見出し画像

孤独じゃなかった芥川龍之介

芥川龍之介「河童」

 山手線の田端駅周辺は、地形が独特だ。細長い台地の縁で坂道だらけ。北口を出たところの駅前通りは切り通しになっていて、見上げるような高い場所に橋がかかっている。それを2つほどくぐって、折り返すようにして急な階段を上ると、芥川龍之介(1892〜1927年)の旧居跡はすぐそこだ。

 もともとの敷地の3分の1ほどがいま、更地になっている。北区が取得していて記念館を作るのだそうだ。大正3年に田端に引っ越してきた芥川は、一時期鎌倉などにも住んだが、昭和2年に自死するまで、作家人生のほとんどをここで過ごした。

 上野に東京美術学校(現東京芸大)があったことで、田端には多くの画家や芸術家が暮らしていた。そこに文壇の寵児だった芥川が移住して、室生犀星や萩原朔太郎、菊池寛、堀辰雄といった文人たちも住むようになり、大正から昭和にかけての田端は「文士・芸術家村」となった。中心的存在だった芥川は「田端の王様」とも評された。

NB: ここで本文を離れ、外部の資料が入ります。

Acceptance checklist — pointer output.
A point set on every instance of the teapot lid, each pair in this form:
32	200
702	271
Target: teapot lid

 駅前にある田端文士村記念館が「散策マップ」を作っていて、田端に住んだ芸術家や作家の住居跡をたどることができる。家は建て替わっているが、高台の斜面にめぐらされた細い路地や坂道は、当時の様子を感じさせてくれる。芥川たちも、お互いの家を訪ねたり行き来していたのだろう。

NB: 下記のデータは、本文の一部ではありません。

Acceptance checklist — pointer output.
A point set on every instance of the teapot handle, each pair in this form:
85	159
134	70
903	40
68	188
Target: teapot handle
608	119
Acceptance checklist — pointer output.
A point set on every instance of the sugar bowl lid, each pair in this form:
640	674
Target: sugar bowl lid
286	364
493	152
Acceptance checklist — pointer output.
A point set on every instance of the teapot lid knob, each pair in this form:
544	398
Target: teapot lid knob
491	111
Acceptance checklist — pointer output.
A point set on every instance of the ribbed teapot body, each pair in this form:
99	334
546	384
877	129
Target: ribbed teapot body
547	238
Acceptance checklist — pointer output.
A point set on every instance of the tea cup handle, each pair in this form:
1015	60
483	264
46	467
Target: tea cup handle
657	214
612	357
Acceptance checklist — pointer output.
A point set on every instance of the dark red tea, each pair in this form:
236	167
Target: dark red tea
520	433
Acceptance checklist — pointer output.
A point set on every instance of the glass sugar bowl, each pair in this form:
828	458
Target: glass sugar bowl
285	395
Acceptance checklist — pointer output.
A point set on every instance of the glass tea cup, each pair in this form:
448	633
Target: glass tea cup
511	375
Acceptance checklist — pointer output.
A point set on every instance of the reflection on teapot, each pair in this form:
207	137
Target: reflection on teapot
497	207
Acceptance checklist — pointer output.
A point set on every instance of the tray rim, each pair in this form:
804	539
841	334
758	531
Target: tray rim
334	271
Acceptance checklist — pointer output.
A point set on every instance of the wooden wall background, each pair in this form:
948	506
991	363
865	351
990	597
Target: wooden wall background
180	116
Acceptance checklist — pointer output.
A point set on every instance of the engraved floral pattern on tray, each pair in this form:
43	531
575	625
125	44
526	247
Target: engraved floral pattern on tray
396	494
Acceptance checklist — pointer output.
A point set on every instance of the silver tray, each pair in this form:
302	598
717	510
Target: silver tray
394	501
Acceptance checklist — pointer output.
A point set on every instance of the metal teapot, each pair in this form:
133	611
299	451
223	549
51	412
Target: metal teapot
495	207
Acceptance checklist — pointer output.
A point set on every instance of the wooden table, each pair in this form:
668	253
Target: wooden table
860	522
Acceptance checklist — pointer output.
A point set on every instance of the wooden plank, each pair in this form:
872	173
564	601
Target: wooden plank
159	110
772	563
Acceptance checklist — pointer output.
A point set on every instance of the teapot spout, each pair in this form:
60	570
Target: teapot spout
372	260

 晩年の作品である「河童」は、ある精神病患者の独白という体裁で、河童の国の出来事を描いた小説。コミカルな仕立てで、恋愛や芸術、哲学などの問題を論じている。そこに「文士村」を思わせる記述がでてくる。

 度たび超人倶楽部へ遊びに行きました。超人倶楽部に集まつて来るのは詩人、小説家、戯曲家、批評家、画家、音楽家、彫刻家、芸術上の素人等です。しかしいづれも超人です。彼等は電燈の明るいサロンにいつも快活に話し合つてゐました。のみならず時には得々と彼等の超人ぶりを示し合つてゐました。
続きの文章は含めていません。